Each time we come to the end of the liturgical year our readings are those of the apocalyptic writings describing the end times. This is not to frighten us but to give us the opportunity to set our sight beyond the present concerns in this earthly life. We may have been too engrossed with either the pains of our life struggles or the joys of our temporal successes, too enmeshed in the magnitude of our contemporary concerns to see with hope what lies beyond this earthly pilgrimage.

Reflecting on the end times is not meant to scare us or to lose heart; it is not meant to paralyze us with fear. Today’s readings in particular allow us to face the end of time well prepared by heeding these two calling: The call to repentance and the call to steadfastness in faith.


The call to repentance. The first reading describes the end as the day of God’s justice. It is a day “blazing like an oven, when all the proud and all evildoers will be stubble” and will be set on fire. But for those who fear the name of God, “there will arise the sun of justice with its healing rays” (Mal 3:19-20a).  

The end is when we experience the definitive justice of God. While on earth, life seems to be unfair many times. Evil doers seem to prosper while good people suffer persecutions. But when the day of the Lord comes, God will set all things straight. Indeed, our moral life has repercussions on the afterlife. We cannot do evil and not be held responsible for it.

We may do well then to heed the invitation to repent and to “fear the name of God.” This can mean rising up from our complacency and self-centered way of living. This can also mean shaking ourselves out of our pride and conceited sense of self-sufficiency as if we do not need God. Repentance can also take the form of turning away from our evil deeds by committing ourselves to actively help dismantle the structures of sins which we may have participated in.

The "Wailing Wall"
The call to steadfastness in faith. It is very easy to create our own wailing walls where we can continue to mourn and weep for our losses. With the super typhoons mercilessly buffeting our cities and towns, with the earthquakes leaving our homes, churches, offices, bridges, and other infrastructures in ruins, with wars dashing our hopes for harmony and peace among peoples and cultures, it is very easy to lose heart, to doubt in God’s goodness, to be paralyzed by hopelessness, and to give in to evil means of survival.

Yet the message of Luke to his people then is the same message we need to listen to now. The apocalyptic writings of Luke in today’s gospel, announces hardships, sufferings, calamities, and tribulations as presage to the coming of the end. While there is no telling of the definite time of the end, we are called to face whatever hardships and tribulations with steadfastness in faith.

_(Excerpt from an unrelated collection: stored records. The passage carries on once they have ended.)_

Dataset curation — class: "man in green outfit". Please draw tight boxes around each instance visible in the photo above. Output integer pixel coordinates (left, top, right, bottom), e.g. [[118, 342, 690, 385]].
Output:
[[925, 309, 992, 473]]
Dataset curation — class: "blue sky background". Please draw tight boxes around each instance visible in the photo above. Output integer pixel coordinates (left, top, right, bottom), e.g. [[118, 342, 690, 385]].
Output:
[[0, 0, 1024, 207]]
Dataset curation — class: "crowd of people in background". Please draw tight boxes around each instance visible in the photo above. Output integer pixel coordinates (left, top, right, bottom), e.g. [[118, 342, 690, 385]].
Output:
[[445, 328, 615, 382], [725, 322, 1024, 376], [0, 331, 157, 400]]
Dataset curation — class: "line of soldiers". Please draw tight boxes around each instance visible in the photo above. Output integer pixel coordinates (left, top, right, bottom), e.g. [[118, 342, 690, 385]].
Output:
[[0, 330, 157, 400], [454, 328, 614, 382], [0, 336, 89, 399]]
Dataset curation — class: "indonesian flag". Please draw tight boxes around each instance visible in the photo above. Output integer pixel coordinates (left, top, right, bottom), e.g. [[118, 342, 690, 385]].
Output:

To be steadfast in our faith is to have the courage to give testimony to the goodness of God amidst seeming contrary evidences of destructions around us because we know that it is sin that causes these havoc and not God. God only has grace to see us through all the sufferings.

To be steadfast in faith is to persevere in the face of hatred and looming death because we trust that God will protect us as he has promised: “not a hair on your head will be destroyed. By your perseverance you will secure your lives” (Lk 21: 18). Even death cannot harm those who have been faithful to God.

As we come to the end of our liturgical year, let us see our lives, our important commitments, our endless concerns, our joys and sorrows, our successes and failures in the light of our eternal destiny. Everything will pass away. Great temples we have built can easily crumble leaving us only ruins where we can lament and wail. We look beyond this earthly life without relinquishing our responsibility to make this a beautiful place to live in. As we do, let us always be reminded of our call—to repent and to be steadfast in our faith.